Context
I wrote a program that takes in input an image normalized by another of my programs.
The input image is:
The program outputs the normalized version of the image. The normalization method is shown further below.
The problem
The output wrongly consists in multicolor mosaics of pixels. Given the above input, the output is (zoomed):
The expected result should be the above plane.
Minimal & Executable Sources
- In a directories path of your choice, put the input image in a directory named of your choice.
- In this same directories path, create a second directory named differently. It will contain the output image created by the program.
- Copy&Paste the below code, replace the two constants containing the directories paths with your custom both directories paths.
- Execute the code
- Take a look at the output image: you should see the same output image than the one I have shown in this question!
In the below code:
- You can see the denormalization method
- The methods
__plot_images_predicted_for_testing
creates with Matplotlib.Pyplot a window containing the output image, from the RAM input image - The input image is fetched thanks to
__fetch_the_normalized_image
and__load_XYZ
loads the input image from disk to RAM.
import numpy as np
from numpy import array
import matplotlib.pyplot as plt
import os
from skimage import data
class Launcher:
__PATH_CONTAINING_THE_NORMALIZED_IMAGE = "/content/drive/My Drive/Informatique/Projets_Informatiques" \
"/Projets_Python/bug_isolation_mosaics_of_pixels/normalized_image"

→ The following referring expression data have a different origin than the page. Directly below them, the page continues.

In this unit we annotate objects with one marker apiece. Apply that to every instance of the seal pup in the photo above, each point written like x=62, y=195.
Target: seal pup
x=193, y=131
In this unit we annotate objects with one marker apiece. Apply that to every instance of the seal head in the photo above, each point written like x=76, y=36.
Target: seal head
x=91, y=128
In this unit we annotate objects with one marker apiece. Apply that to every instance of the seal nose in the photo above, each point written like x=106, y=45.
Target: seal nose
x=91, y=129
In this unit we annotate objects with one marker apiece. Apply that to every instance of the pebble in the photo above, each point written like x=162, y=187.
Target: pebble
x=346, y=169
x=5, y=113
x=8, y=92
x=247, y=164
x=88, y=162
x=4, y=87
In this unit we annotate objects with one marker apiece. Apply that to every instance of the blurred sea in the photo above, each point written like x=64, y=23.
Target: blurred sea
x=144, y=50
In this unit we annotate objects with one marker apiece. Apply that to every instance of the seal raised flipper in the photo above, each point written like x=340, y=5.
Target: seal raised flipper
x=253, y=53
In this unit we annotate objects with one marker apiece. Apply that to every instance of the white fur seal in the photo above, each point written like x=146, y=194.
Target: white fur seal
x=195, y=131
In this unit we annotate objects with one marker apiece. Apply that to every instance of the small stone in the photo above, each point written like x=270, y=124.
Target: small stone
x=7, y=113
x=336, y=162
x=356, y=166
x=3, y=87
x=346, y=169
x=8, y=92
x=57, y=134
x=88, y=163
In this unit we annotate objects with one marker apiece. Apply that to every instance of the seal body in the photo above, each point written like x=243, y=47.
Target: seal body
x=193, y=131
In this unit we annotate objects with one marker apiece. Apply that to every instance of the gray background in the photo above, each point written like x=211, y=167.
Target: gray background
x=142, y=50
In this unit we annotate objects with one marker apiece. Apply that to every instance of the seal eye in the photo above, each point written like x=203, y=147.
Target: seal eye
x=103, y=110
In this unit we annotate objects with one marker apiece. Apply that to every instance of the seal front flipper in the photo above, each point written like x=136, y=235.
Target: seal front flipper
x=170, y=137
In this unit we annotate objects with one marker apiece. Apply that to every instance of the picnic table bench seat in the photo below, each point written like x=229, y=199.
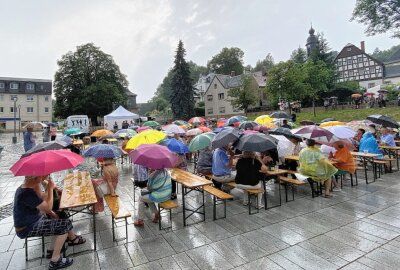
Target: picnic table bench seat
x=118, y=211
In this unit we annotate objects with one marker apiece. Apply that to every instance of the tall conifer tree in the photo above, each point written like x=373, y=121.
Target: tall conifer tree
x=182, y=94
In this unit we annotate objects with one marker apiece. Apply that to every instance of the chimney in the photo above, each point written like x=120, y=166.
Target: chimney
x=363, y=46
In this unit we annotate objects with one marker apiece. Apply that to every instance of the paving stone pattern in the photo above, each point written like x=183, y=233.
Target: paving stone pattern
x=359, y=228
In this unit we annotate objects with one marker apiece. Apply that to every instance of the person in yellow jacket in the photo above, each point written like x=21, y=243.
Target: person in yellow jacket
x=315, y=165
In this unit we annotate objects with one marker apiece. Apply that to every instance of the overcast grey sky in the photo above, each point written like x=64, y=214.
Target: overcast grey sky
x=142, y=35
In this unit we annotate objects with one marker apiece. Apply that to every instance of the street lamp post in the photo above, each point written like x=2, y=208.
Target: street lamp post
x=14, y=139
x=19, y=117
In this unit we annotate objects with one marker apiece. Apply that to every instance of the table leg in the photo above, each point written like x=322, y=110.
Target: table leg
x=183, y=205
x=94, y=227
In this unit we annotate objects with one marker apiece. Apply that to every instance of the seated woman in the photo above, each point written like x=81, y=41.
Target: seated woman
x=30, y=209
x=204, y=162
x=345, y=161
x=158, y=190
x=106, y=185
x=314, y=164
x=368, y=144
x=248, y=175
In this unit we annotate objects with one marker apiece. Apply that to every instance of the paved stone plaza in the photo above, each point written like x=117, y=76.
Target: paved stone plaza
x=359, y=228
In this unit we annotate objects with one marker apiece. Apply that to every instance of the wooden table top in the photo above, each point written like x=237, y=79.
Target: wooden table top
x=188, y=179
x=361, y=154
x=77, y=191
x=274, y=172
x=77, y=142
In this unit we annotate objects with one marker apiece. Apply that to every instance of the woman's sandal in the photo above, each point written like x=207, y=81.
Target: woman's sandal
x=139, y=223
x=78, y=240
x=61, y=263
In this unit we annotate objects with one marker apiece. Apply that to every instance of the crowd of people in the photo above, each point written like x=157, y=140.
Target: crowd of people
x=35, y=206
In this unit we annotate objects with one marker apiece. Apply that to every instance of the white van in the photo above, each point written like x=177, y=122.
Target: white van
x=79, y=121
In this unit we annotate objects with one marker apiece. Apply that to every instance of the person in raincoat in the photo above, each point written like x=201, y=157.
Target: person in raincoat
x=315, y=165
x=368, y=144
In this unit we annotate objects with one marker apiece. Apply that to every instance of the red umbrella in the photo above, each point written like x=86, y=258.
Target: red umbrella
x=153, y=156
x=315, y=133
x=46, y=162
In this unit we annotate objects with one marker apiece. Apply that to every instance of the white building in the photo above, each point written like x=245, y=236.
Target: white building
x=29, y=98
x=217, y=102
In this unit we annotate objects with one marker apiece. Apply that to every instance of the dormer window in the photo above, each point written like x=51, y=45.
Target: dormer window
x=30, y=86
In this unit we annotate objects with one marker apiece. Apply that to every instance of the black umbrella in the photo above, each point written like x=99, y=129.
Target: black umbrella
x=328, y=120
x=54, y=145
x=285, y=132
x=256, y=142
x=225, y=137
x=383, y=120
x=280, y=115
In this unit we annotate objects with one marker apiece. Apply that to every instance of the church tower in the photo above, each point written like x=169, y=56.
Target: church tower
x=312, y=42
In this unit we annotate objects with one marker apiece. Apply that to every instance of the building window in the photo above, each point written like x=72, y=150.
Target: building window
x=14, y=86
x=30, y=86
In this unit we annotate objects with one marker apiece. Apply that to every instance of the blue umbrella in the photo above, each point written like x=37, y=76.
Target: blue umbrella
x=176, y=146
x=103, y=151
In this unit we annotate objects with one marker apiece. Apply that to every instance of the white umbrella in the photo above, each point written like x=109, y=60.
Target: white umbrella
x=342, y=132
x=174, y=129
x=285, y=147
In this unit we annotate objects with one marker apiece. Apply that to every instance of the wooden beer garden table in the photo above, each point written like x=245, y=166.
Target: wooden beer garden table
x=190, y=182
x=78, y=196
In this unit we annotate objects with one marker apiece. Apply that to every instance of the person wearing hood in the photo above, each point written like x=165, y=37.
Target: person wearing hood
x=368, y=144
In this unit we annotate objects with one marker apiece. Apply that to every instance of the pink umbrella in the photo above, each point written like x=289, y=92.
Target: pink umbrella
x=153, y=156
x=143, y=128
x=46, y=162
x=314, y=132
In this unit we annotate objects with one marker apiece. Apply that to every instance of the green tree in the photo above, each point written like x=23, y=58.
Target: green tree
x=264, y=65
x=380, y=16
x=299, y=56
x=88, y=82
x=228, y=60
x=286, y=81
x=182, y=94
x=244, y=96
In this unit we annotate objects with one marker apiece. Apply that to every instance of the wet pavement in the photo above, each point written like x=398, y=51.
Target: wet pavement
x=359, y=228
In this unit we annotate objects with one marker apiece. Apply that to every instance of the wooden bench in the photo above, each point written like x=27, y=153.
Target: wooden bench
x=118, y=211
x=286, y=181
x=167, y=205
x=252, y=193
x=218, y=196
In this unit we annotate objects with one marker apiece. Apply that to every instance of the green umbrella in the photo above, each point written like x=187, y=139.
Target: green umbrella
x=151, y=124
x=201, y=141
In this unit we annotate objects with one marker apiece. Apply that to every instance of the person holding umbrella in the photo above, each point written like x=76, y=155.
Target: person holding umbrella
x=314, y=164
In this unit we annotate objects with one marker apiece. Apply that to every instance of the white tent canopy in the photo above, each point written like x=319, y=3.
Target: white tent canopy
x=118, y=116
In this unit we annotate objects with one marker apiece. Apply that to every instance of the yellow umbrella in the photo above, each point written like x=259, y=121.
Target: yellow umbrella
x=101, y=133
x=263, y=119
x=145, y=137
x=331, y=124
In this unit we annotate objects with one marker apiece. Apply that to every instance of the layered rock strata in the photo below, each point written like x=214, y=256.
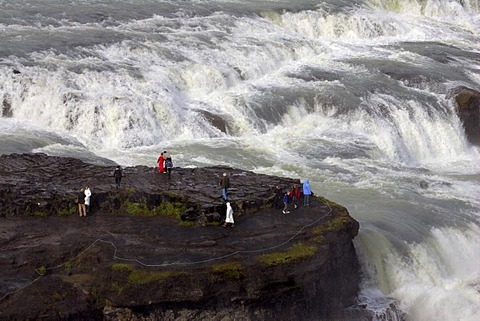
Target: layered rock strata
x=154, y=248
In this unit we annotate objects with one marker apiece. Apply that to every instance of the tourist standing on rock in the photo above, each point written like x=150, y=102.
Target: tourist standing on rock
x=87, y=193
x=229, y=216
x=225, y=185
x=168, y=165
x=160, y=162
x=277, y=201
x=118, y=174
x=306, y=192
x=285, y=203
x=81, y=203
x=295, y=195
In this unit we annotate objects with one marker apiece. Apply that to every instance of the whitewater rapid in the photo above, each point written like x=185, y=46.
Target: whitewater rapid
x=354, y=95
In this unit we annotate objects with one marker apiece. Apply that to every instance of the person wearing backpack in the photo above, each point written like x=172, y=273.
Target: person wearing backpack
x=306, y=192
x=168, y=164
x=285, y=203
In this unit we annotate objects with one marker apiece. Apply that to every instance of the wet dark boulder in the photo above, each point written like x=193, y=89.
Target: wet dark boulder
x=468, y=110
x=154, y=248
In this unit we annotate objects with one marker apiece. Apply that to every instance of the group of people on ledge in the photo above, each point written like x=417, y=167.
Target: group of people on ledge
x=292, y=195
x=165, y=163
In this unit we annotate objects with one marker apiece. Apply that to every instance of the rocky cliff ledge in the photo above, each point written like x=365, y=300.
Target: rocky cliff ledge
x=154, y=248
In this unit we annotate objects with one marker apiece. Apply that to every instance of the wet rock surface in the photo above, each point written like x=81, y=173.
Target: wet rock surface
x=468, y=110
x=130, y=259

__PATH_CONTAINING_THE_DENORMALIZED_IMAGE = "/content/drive/My Drive/Informatique/Projets_Informatiques" \
"/Projets_Python/bug_isolation_mosaics_of_pixels" \
"/denormalized_image"
def __init__(self):
pass
def show_denormalized_image_from_normalized_image(self):
self.__plot_images_predicted_for_testing()
def __plot_images_predicted_for_testing(self):
normalized_images = self.__fetch_the_normalized_image()
normalized_image = normalized_images[[0, 0, 0]]
denormalized_image = self.__denormalize(normalized_image)
figure = plt.figure(figsize=(15, 5))
plt.subplot(1, 3, 1)
plt.imshow(denormalized_image[1], interpolation='nearest')
plt.axis('off')
plt.tight_layout()
plt.savefig(self.__PATH_CONTAINING_THE_DENORMALIZED_IMAGE + '/the_denormalized_image')
plt.close(figure)
@staticmethod
def __denormalize(input_data):
input_data = (input_data + 1) * 127.5
return input_data.astype(np.uint8)
def __fetch_the_normalized_image(self):
print("Loading the normalized image")
images = []
loaded_images = self.__load_data(
Launcher.__PATH_CONTAINING_THE_NORMALIZED_IMAGE,
".jpg")
for img in range(len(loaded_images)):
images.append(loaded_images[img])
images = array(images)
print("/Loading the normalized image")
return images
@staticmethod
def __load_data_from_dirs(dirs, ext):
files = []
file_names = []
count = 0
for d in dirs:
for f in os.listdir(d):
if f.endswith(ext):
image = data.imread(os.path.join(d, f))
if len(image.shape) > 2:
files.append(image)
file_names.append(os.path.join(d, f))
count = count + 1
return files
def __load_path(self, path):
directories = []
if os.path.isdir(path):
directories.append(path)
for elem in os.listdir(path):
if os.path.isdir(os.path.join(path, elem)):
directories = directories + self.__load_path(os.path.join(path, elem))
directories.append(os.path.join(path, elem))
return directories
def __load_data(self, directory, ext):
files = self.__load_data_from_dirs(self.__load_path(directory), ext)
return files
print("Executing the program")
launcher = Launcher()
launcher.show_denormalized_image_from_normalized_image()
print("/Executing the program")
The question
Do you know why I get a multicolor mosaic of pixels using this denormalization method?